Coppell, he says, helped him to adapt from being a non-League player who ran about wildly trying to cover every blade of grass to being able to understand tactics. “Steve’s still not in the game which I find bizarre, how can he not have a job in the game?” Pardew says. “I haven’t got a role here that’s big enough for him.”

Pardew does not expect to entice players who have the chance to sign for City or Liverpool “but we are in the same market as Newcastle, Aston Villa, Spurs and Everton. That would never have been the case under Coppell or Venables or Allison so in a way I’m in a fortunate position”.

Improvements to Palace’s training ground will help attract players who want to be in London but who might otherwise be seduced by Tottenham Hotspur’s shimmering new complex. He says he can also offer them the chance to be the big name at a passionate club.

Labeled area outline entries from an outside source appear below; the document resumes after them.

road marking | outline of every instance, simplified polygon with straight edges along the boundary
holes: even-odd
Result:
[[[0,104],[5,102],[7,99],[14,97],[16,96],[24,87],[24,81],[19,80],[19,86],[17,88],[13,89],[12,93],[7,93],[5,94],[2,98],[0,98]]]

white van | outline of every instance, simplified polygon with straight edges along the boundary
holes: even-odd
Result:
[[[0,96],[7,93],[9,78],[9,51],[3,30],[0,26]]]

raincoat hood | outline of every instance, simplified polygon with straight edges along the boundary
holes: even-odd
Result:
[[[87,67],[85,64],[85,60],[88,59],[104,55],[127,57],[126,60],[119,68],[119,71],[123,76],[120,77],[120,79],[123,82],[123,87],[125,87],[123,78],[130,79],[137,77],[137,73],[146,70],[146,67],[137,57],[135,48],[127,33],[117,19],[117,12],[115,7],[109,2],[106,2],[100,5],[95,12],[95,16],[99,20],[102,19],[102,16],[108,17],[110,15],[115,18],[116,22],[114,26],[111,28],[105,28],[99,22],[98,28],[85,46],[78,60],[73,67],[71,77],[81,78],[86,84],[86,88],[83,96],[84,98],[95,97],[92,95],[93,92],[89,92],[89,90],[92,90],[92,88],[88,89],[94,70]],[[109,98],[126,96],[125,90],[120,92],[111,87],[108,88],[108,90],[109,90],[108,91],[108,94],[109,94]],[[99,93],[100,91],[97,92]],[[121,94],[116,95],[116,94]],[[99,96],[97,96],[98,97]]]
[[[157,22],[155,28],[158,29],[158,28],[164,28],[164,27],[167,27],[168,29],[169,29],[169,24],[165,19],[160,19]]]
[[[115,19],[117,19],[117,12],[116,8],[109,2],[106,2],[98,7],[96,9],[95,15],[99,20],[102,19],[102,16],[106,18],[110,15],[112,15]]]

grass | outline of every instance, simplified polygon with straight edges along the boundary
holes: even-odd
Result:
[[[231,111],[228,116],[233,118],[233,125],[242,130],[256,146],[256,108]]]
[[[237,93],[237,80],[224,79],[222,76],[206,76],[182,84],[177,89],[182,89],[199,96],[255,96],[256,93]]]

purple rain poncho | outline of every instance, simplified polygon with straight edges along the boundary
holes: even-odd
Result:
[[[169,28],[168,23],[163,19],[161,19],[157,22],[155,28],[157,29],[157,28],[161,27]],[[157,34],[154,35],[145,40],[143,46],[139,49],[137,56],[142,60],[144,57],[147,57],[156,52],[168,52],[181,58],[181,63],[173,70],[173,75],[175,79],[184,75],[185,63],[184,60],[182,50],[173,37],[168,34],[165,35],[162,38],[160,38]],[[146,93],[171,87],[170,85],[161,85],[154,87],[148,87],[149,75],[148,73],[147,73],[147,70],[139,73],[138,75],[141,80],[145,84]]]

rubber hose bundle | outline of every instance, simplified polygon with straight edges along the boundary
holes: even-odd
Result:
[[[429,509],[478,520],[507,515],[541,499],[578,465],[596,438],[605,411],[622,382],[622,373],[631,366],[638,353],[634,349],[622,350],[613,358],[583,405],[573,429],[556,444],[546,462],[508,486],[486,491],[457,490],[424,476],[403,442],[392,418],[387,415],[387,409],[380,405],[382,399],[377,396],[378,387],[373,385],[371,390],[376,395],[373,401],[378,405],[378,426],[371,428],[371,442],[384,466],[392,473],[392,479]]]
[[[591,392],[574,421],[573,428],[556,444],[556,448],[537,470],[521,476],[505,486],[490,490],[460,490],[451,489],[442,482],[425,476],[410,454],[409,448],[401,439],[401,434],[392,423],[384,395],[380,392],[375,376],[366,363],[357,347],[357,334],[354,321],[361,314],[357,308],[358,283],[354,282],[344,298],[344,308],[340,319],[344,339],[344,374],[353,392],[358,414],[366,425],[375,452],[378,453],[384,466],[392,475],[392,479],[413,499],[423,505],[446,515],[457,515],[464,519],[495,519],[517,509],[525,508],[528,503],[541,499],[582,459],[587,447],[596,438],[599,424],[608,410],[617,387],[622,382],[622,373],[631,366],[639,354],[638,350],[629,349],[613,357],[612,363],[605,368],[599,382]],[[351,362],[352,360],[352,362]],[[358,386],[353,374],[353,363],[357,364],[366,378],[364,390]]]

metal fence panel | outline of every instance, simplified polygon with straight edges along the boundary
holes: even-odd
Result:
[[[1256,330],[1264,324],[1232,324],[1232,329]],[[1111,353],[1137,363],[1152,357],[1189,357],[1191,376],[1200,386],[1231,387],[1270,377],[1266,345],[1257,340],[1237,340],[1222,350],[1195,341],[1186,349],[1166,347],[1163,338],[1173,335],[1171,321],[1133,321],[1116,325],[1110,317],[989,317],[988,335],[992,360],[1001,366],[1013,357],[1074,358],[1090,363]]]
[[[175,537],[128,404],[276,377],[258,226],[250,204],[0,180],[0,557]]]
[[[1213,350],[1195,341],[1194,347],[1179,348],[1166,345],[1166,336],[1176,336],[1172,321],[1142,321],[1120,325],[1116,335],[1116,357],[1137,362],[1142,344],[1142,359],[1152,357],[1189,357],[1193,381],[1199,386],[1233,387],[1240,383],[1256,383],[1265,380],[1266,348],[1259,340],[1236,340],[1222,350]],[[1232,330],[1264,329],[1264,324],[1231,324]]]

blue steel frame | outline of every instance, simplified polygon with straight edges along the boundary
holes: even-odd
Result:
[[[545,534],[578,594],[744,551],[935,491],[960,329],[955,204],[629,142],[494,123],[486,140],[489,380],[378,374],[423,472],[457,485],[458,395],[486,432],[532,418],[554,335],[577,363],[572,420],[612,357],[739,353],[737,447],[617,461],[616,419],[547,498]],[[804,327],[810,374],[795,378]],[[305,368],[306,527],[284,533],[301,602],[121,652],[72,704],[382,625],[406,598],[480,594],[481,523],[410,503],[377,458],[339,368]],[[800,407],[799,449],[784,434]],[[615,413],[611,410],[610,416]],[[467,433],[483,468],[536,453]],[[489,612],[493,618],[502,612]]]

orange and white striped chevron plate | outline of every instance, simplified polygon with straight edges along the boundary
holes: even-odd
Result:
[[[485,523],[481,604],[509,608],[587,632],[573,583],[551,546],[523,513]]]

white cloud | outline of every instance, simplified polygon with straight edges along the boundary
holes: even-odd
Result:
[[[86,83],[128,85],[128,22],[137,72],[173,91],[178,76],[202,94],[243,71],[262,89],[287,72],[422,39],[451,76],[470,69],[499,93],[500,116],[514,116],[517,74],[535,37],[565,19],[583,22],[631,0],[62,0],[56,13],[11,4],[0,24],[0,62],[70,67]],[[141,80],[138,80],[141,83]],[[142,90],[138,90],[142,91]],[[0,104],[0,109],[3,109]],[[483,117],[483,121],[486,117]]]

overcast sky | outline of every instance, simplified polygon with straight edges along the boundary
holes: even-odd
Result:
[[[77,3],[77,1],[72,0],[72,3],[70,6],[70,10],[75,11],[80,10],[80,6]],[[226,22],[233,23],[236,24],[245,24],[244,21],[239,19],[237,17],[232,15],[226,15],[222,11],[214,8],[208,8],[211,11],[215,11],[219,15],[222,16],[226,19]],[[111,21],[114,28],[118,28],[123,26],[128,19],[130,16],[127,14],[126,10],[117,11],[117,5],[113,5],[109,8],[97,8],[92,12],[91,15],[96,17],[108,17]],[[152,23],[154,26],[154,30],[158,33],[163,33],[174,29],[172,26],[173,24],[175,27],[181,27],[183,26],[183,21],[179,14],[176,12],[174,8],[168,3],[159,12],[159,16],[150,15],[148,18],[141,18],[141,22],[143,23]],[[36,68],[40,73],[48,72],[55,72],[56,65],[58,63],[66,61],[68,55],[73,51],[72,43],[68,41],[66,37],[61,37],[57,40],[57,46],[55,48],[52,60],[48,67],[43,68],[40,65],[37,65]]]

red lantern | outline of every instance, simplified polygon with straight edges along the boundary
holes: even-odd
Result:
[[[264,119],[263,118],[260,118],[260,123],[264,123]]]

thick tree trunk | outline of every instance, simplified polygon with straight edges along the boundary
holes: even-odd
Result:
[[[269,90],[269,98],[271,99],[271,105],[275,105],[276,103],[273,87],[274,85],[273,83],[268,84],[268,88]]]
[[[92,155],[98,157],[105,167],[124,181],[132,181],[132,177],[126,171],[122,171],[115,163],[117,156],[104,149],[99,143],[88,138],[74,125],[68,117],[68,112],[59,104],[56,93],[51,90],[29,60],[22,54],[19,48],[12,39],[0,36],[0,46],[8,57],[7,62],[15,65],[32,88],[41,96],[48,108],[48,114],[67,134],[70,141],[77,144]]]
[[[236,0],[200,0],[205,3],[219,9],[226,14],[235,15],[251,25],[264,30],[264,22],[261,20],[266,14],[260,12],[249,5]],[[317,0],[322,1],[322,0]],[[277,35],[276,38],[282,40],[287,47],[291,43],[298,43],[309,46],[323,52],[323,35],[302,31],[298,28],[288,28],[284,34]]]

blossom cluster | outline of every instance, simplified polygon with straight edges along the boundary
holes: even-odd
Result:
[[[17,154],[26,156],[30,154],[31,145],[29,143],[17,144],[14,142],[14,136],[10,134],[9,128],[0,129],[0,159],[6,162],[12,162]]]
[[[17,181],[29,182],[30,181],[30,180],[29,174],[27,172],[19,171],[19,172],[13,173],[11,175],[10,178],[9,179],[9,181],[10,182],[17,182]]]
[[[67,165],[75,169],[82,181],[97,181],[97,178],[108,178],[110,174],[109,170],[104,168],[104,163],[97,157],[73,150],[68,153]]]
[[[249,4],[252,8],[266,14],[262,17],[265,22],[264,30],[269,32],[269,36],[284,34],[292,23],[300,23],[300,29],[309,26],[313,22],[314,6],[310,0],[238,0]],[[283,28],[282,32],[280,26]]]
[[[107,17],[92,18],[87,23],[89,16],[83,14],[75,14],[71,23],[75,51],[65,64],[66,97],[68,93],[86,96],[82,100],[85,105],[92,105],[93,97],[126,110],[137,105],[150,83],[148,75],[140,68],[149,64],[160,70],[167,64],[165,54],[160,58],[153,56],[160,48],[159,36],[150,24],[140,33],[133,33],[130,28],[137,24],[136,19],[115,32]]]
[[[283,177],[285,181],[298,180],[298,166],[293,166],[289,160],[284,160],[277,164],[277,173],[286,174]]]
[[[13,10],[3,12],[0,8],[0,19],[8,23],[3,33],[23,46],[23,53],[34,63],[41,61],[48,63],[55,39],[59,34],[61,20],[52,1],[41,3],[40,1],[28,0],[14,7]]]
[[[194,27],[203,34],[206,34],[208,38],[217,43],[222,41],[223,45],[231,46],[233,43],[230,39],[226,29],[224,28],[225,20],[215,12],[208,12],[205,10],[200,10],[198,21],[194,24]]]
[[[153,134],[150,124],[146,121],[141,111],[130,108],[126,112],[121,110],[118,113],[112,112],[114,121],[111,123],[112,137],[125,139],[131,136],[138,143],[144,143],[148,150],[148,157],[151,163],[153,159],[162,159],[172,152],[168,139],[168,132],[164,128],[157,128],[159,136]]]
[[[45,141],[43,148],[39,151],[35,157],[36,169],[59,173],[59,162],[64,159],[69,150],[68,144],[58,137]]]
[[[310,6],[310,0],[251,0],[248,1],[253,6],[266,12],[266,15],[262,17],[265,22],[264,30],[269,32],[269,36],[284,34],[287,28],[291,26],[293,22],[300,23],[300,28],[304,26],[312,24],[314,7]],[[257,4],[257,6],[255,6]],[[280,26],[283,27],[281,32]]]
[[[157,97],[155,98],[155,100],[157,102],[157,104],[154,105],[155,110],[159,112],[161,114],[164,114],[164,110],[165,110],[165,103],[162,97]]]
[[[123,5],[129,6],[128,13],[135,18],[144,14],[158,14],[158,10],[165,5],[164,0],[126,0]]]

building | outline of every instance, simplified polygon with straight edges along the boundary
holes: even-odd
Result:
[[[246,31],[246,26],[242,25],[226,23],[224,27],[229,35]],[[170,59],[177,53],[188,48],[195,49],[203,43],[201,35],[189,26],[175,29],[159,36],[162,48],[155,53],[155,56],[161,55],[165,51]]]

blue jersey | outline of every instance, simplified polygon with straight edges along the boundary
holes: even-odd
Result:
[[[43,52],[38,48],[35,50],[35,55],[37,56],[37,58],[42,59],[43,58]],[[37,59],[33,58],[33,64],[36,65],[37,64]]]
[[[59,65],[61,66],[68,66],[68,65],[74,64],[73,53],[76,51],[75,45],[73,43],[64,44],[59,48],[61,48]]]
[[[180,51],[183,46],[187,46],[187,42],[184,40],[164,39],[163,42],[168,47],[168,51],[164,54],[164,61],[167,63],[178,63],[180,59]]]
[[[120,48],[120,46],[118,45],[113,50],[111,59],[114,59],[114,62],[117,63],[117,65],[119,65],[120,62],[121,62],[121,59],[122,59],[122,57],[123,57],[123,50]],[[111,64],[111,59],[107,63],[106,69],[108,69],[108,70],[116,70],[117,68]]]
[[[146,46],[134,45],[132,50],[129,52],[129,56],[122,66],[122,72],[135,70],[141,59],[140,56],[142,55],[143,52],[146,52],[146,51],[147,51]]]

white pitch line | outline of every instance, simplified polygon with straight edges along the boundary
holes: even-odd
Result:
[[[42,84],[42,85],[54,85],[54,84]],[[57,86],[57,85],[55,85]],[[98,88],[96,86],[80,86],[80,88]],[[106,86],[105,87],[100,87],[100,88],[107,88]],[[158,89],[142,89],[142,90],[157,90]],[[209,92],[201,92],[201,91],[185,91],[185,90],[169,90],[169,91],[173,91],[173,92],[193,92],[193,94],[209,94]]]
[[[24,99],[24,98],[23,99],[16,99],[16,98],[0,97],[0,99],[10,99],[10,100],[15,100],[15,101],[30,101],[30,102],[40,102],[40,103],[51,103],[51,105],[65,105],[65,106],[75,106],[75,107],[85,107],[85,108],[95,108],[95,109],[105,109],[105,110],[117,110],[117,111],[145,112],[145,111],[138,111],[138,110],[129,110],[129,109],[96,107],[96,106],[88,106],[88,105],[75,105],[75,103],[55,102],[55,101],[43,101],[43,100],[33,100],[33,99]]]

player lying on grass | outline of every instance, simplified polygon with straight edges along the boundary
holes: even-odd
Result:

“We have a tremendous feeling from the fans, we are a united club but we need two or three star players,” he says. “The new TV deal gives us a fantastic opportunity and for that to kick in we had to stay in the Premier League. I knew I had to keep them in the division and it would be difficult as it always is the second year after promotion when the adrenalin isn’t flowing as much as it was for Tony [Pulis] last season.”

Pardew sounds settled, content. His efforts to rein in his anger by turning to Jeremy Snape, the former England cricketer and a renowned sports psychologist, do not embarrass him — indeed it is Pardew who brings Snape into the conversation. Ask Pardew to think about his psyche or his motivation and he says, “That’s one for Jeremy.”

And as for that ruthless ambition? “It isn’t in my mind. When you’re a younger manager it is. I’m not looking at any other big club.”

What he learnt along the way

Reading

“I didn’t really have too many failures. I was building an exciting young team and enjoying coaching and naively thinking that’s what’s going to happen for the rest of my career.”

West Ham United

“It was learning about the media, what the media wanted. I was naive with the media: I had no training and I didn’t understand why people were attacking me. I learnt you couldn’t win all the time. I already had a thick skin but it started to thicken up at West Ham. I learnt about the politics of football and they were one of the reasons I left.”

Charlton Athletic

“I learnt the impact of relegation, which I had inherited. I wasn’t told how big an impact that would be. I was slightly deceived by the agenda.”

Southampton

“I like to think I set some good things in motion. Rickie Lambert, Adam Lallana and Alex Oxlade-Chamberlain all went on to have great England success. I learnt that the relationship with the chairman is important.”

Newcastle United

“I was well armed. I am always confident I can make teams better. The club had just been promoted and they wanted a different approach. They didn’t want to sign older players such as Michael Owen. I learnt that you have to show strength and dignity.”